I concede that (under the above stipulations) the conclusion “a rational hedonist would never walk to the store” seems counterintuitive, but it does not seem to me any more counterintuitive than some of the implications of a truly impartial total utilitarianism (which largely run through strong longtermism). In the post, Karnofsky convincingly shows that a small benefit to sufficiently many people may justify a small risk of death. In fact, I even think a (different) modified version of the argument convincingly shows the same to be true for a more tolerable amount of suffering.

But, as far as we know, there’s no law written in the fabric of the universe or in the annals of The Philosophical Review stating that an arbitrarily small probability of terrible suffering is morally equivalent to a more certain amount of a lesser evil, or that the torture of one is ethically interchangeable with papercuts for a trillion.

Affirmative argument against proposition (i)

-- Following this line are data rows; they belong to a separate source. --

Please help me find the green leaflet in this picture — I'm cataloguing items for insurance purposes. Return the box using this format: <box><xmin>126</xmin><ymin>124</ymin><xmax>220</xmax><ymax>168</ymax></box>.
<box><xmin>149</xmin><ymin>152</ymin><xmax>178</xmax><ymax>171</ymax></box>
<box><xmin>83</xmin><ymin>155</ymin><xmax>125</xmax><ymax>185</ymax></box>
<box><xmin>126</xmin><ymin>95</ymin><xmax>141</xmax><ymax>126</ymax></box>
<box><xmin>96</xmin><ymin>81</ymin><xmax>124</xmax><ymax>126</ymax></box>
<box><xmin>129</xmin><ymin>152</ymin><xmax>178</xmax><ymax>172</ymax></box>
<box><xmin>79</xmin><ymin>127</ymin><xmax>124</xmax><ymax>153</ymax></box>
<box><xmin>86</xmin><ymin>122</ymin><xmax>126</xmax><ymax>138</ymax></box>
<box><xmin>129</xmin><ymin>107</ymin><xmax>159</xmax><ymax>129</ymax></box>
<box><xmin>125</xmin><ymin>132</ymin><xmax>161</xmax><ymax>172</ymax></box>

To rephrase that more technically, the moral value of hedonic states may not be well-modeled by the finite real numbers, which many utilitarians seem to implicitly take as inherently or obviously true. In other words, that is, we have no affirmative reason to believe that every conceivable amount of suffering or pleasure is ethically congruent to some real finite number, such as -2 for a papercut or -2B for a week of torture. 

While two states of the world must be ordinally comparable, and thus representable by a utility function, to the best of my knowledge there is no logical or mathematical argument that “units” of utility exist in some meaningful way and thus imply that the ordinal utility function representing total hedonic utilitarianism is just a mathematical rephrasing of cardinal, finite “amounts” of utility.  

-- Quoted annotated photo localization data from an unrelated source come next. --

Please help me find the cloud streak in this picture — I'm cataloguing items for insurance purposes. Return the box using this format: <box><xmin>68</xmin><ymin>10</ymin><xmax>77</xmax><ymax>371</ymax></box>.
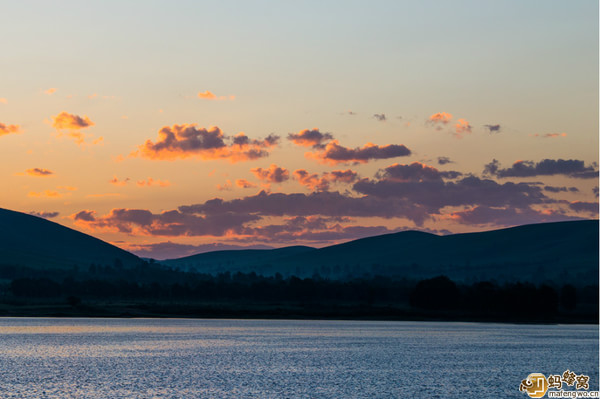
<box><xmin>198</xmin><ymin>90</ymin><xmax>235</xmax><ymax>101</ymax></box>
<box><xmin>0</xmin><ymin>122</ymin><xmax>21</xmax><ymax>136</ymax></box>
<box><xmin>131</xmin><ymin>124</ymin><xmax>279</xmax><ymax>163</ymax></box>
<box><xmin>305</xmin><ymin>140</ymin><xmax>411</xmax><ymax>165</ymax></box>
<box><xmin>25</xmin><ymin>168</ymin><xmax>54</xmax><ymax>177</ymax></box>
<box><xmin>483</xmin><ymin>159</ymin><xmax>598</xmax><ymax>179</ymax></box>
<box><xmin>250</xmin><ymin>164</ymin><xmax>290</xmax><ymax>183</ymax></box>
<box><xmin>288</xmin><ymin>128</ymin><xmax>333</xmax><ymax>148</ymax></box>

Absence of evidence may be evidence of absence in this case, but it certainly isn’t proof. Perhaps hedonic states really are cardinally representable, with each state of the world being placed somewhere on the number line of units of moral value; I wouldn’t be shocked. But if God descends tomorrow to reveal that it is, we would all be learning something new.  

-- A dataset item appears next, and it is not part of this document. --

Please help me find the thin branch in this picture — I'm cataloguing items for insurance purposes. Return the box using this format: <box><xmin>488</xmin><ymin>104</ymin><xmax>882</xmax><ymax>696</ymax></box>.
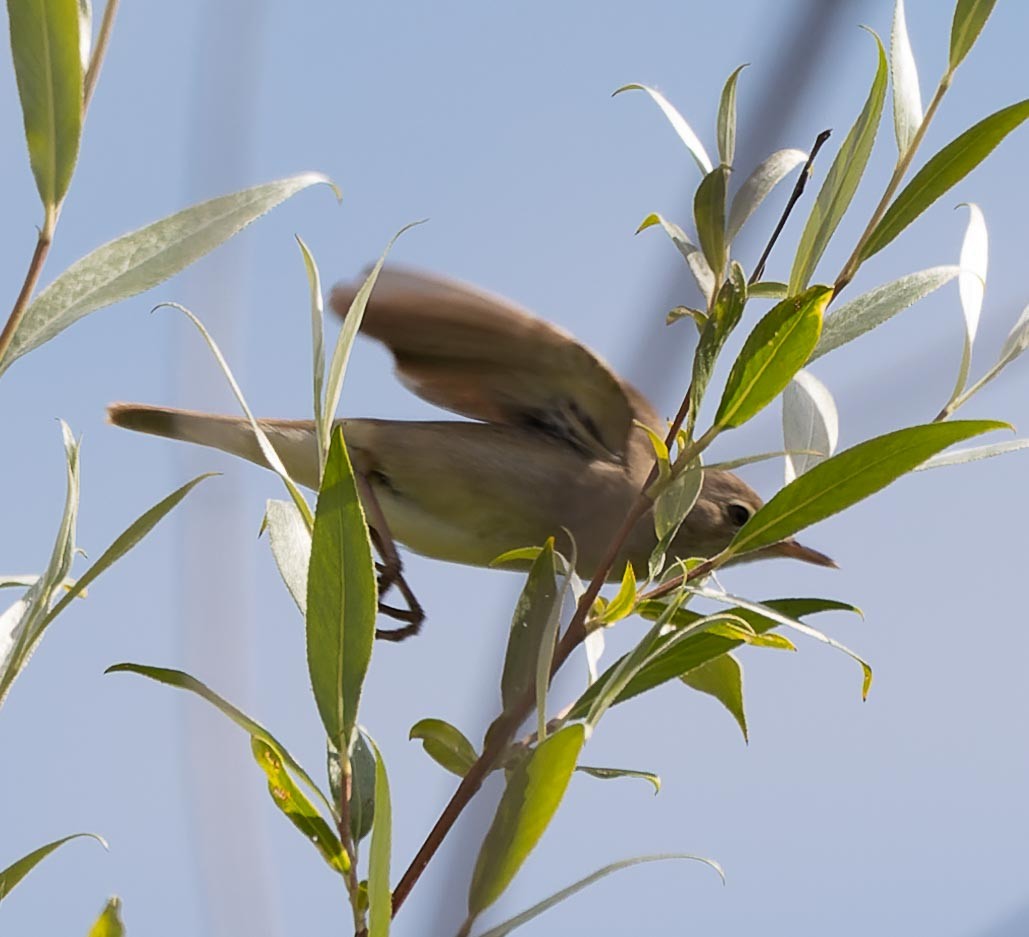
<box><xmin>747</xmin><ymin>130</ymin><xmax>832</xmax><ymax>286</ymax></box>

While far from necessary for my argument, it may be worth noting that an ethical system unconstrained by the grade-school number line may still correspond, rigorously and accurately, to some other mathematical model. 

One such relatively simple example might be a function mapping some amount of suffering (which we can plot on the x-axis of a simple cartesian plane) to an amount of happiness whose moral value is of the same magnitude (on the y axis); that is, the “indifference curve” of a self-interested rational hedonist. Though “default” total utilitarian views seem to imply that such a function’s domain must be the entire set of non-negative real numbers, it is easy enough to construct a function with a vertical asymptote instead.[8]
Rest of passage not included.